With every day that passes, he becomes less and less of a baby. Yes, I know, he's less than a year old yet. But it feels as though his babyhood is slipping by, nonetheless. No one tells you how bittersweet it all is. With each new development I feel my heart soar and sink simultaneously. I chock it up to the growing pains of being a mother. I'm so thrilled that he's thriving and hitting new milestones left and right. But that little voice inside keeps whispering and taunting "He's relying on you less and less each day".. I how that sounds. I know that he still needs me very, very much. I'm trying my hardest to live in the "now", relishing that fact.
In many ways, he's my big boy.. moving around like crazy, getting into everything he shouldn't be the minute I have my head turned, slurping down his green beans like nobody's business. Something new gets added to the list daily.
A lot of the time, in lovely contrast, he's still my little baby. At nearly 7 months, he's still flashing me nothing but gums when that smile spreads across his round little face. And, unless I don't know what I'm feeling for, there's no palpable sign of pearly whites on their way to the surface. This past week has, behaviorally, been an odd one and I'm seriously wondering if those teeth of his are on their way. Henry's been running a slight temperature, off and on, and a bit of a runny nose. He's been gnawing with purpose on just about anything he can fit into that tiny mouth of his and, the strangest behavior of all, he's been snuggling the living daylights out of his mama.

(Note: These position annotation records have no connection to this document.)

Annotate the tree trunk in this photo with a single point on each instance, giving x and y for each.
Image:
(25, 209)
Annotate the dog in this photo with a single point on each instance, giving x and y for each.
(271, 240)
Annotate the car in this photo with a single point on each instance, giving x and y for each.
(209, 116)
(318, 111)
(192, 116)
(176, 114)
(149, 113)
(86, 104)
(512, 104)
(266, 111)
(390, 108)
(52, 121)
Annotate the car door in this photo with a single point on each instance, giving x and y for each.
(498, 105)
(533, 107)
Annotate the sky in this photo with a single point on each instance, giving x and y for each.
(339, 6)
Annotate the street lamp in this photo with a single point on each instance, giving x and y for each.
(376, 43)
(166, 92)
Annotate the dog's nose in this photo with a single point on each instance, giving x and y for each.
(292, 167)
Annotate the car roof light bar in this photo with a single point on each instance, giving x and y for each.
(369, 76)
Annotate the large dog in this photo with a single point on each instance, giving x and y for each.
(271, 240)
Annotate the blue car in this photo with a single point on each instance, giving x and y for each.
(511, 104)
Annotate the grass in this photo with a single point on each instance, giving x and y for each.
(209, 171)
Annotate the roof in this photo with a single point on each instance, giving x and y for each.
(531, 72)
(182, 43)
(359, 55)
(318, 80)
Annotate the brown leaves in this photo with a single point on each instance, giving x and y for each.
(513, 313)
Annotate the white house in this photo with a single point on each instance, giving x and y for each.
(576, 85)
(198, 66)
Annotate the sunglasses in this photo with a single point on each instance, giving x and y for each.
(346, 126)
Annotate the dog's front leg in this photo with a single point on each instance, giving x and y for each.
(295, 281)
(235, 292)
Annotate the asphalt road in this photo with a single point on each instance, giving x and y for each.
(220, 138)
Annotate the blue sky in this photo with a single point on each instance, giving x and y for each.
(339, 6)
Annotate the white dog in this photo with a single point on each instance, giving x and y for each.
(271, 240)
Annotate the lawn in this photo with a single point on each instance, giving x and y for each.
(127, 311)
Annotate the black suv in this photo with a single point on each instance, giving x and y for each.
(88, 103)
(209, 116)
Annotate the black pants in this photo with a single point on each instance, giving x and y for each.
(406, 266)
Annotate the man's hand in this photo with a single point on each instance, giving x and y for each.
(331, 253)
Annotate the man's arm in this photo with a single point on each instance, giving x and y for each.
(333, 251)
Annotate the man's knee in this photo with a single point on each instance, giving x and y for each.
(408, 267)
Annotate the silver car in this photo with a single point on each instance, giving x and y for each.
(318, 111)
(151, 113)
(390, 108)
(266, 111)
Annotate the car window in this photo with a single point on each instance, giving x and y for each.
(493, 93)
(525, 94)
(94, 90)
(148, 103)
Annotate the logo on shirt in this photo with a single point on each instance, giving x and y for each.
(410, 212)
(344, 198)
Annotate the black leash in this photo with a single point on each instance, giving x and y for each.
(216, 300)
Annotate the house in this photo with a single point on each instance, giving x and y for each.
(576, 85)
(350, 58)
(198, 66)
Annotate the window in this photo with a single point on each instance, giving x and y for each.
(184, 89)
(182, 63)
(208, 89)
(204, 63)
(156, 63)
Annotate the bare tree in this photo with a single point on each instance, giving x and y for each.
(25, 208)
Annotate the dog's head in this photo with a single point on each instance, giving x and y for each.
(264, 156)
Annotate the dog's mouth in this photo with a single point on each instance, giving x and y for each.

Henry is NOT a snuggler. This is not to say he doesn't like being touched because he does. This is the kid who still needs his mama to nurse & rock him to sleep for each and every nap he goes down for. He just hasn't ever showed the desire to nuzzle into the crook of my shoulder when I'm carrying him around or hug onto my arm with all his might like he has over the past week. Its a welcome change and I'll take it as long as it lasts.